What will he do when he’s modernised all the castles?  “I’m developing my experience in export.  I think that’s where I should specialise.”  It sounds good but I’m doubtful whether many castles export anything at all.  Maybe he knows something I don’t.

Heroic fight in the Battle of Dimerie

I turn to the lighter side of Victor by looking at the prepared set of questions. His list of ‘most important contacts’ could fill three interviews.  I remember that he is the son of the inn-keeper at an important staging post.  He has met a great many influential people and had the sense to keep them informed of his progress.  Victor is well aware of the adage “it’s not what you know but who you know that counts”.

Asking about the most exciting thing he’s done makes Victor light up from a keen, interested companion to an effervescent one.  He positively gushes with enthusiasm for his pirate adventure, from the assault on and capture of the Golden Guinea near Castle Wash to his heroic fight on the West Cliff in the Battle of Dimerie.  He has a charming way of describing not only his own heroic actions, but giving due credit to his companions.  I’m not one to judge the veracity of his description of his own actions, but his generosity in describing those of others rings true.
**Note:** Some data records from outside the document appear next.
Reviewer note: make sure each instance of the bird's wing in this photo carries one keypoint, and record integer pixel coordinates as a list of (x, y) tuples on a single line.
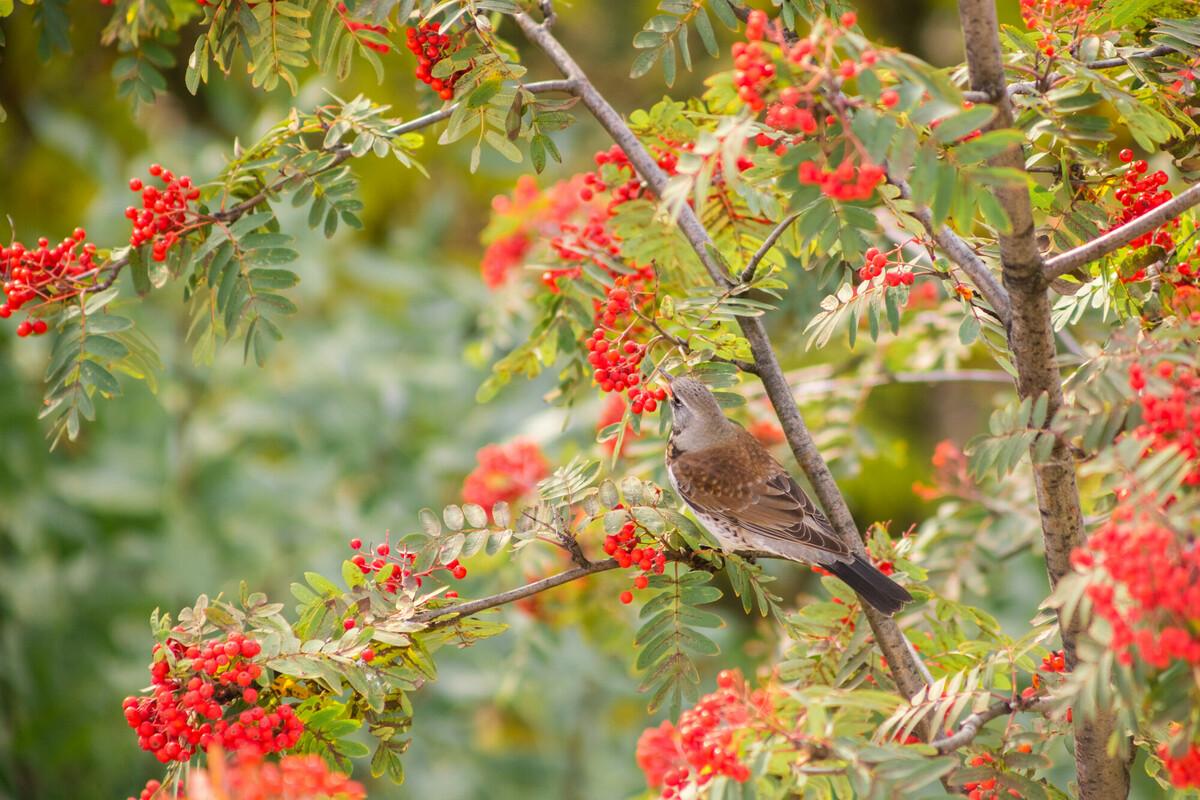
[(741, 485)]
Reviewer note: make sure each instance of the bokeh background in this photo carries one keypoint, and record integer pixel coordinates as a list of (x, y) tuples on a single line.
[(364, 415)]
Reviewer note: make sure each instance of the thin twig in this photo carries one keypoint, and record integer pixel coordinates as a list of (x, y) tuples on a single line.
[(1120, 236), (970, 727), (441, 617), (960, 252), (767, 244)]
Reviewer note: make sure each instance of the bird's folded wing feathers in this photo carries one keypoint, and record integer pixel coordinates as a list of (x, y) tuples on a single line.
[(769, 504)]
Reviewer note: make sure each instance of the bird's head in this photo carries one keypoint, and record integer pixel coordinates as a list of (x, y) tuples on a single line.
[(696, 416)]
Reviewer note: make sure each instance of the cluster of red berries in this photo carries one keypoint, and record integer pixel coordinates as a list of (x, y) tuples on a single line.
[(703, 746), (1185, 770), (628, 548), (430, 44), (1140, 193), (43, 274), (154, 788), (875, 265), (293, 777), (1056, 661), (163, 212), (849, 181), (355, 26), (1050, 16), (189, 708), (399, 565), (789, 114), (617, 361), (1150, 597), (753, 68), (987, 788), (1170, 411), (627, 186), (504, 473)]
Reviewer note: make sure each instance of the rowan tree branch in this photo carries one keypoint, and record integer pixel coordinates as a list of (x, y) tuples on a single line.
[(1035, 355), (960, 252), (442, 617), (1117, 238), (1038, 86), (971, 726), (342, 152), (891, 639), (767, 244)]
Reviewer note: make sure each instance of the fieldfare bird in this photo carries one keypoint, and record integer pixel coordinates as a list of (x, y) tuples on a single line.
[(749, 501)]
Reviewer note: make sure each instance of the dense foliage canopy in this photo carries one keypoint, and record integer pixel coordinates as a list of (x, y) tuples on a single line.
[(257, 382)]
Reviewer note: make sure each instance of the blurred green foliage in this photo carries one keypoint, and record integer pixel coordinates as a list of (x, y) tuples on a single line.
[(365, 414)]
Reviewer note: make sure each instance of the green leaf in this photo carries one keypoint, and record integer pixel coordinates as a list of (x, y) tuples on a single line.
[(105, 347), (969, 330), (645, 62)]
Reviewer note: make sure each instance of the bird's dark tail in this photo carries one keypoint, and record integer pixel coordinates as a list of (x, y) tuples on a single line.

He has supreme confidence in his own ability, to the extent that he claims not to have had an embarrassing moment, ever.  “Well, it might have been embarrassing for some, but not me,” is the closest I get to an answer.

“It’s all very complicated”

What would he most like to change?

“Apart from making it so that a Princess could marry a barkeeper if she wanted to, nothing, really.”

“Can a princess not marry a barkeeper if she wished?” I ask.

“Oh, I doubt it,” he replies, as if it’s an impossibility.  I didn’t know there was any prohibition on such a match, but maybe it’s so rare as to be understood that way. I try to find out whether he has someone in mind when he says this.  He swats my enquiry away airily, but I suspect there is a nascent unrequited love there, hidden away.  Or is it just a fantasy?  That must happen a great deal in rural communities where romantic tales of princesses are told by Narrators, but where young people would hardly be likely to meet one themselves.  Except if they worked in an inn at an important staging post.  Victor has both hosted princesses at the inn and travelled with them in adventures.  I begin to suspect he has a crush on someone.

Who would he most like to say sorry to?

“My grandfather, Saku.  I wish I could have spent more time with him when I finally met him.  I tried to get him to come back with us, but he couldn’t.  He said he had already lived in this time.  I wish I could see him again.  I’d say sorry for not being there for him.  Although of course it was him that had to choose not to live with my dad.  It’s all very complicated.”

“I wrote lots of people down”

It certainly sounds it.  Who would he most like to be with in a life or death situation?  He picks up a piece of paper and studies it, his tongue just showing out of the side of his mouth as he concentrates.

“I wrote lots of people down,” he announces. “If we can do something to get out of the life or death situation, then I’d like to be with the 25th Rifles. If we can’t, I’d like to be with my dad.”

I find that very touching, and say so.  He shrugs.  “I love my dad,” he says, “I’d rather be with him.”

I come to the last question; if you weren’t you, who would you like to be?  Again, he refers to his paper.

“George,” he says and needs prompting to explain. “He’s a very agreeable chap, and he’s very clever. But he always thinks of what’s good for everyone.  He wants to make people’s lives easier.  I like that.  He’s on my ‘life or death’ list too.”

Would he enjoy living in a castle, I ask?

“Well, I’ve lived at Buckmore for nearly a year.  It’s quite fun if you’ve got a proper job, like working in the laboratories.  I wouldn’t want to be a prince who’s going to be a king though.”

It sounds like being a king is not a ‘proper job’ in Victor’s eyes.  Maybe he’s right.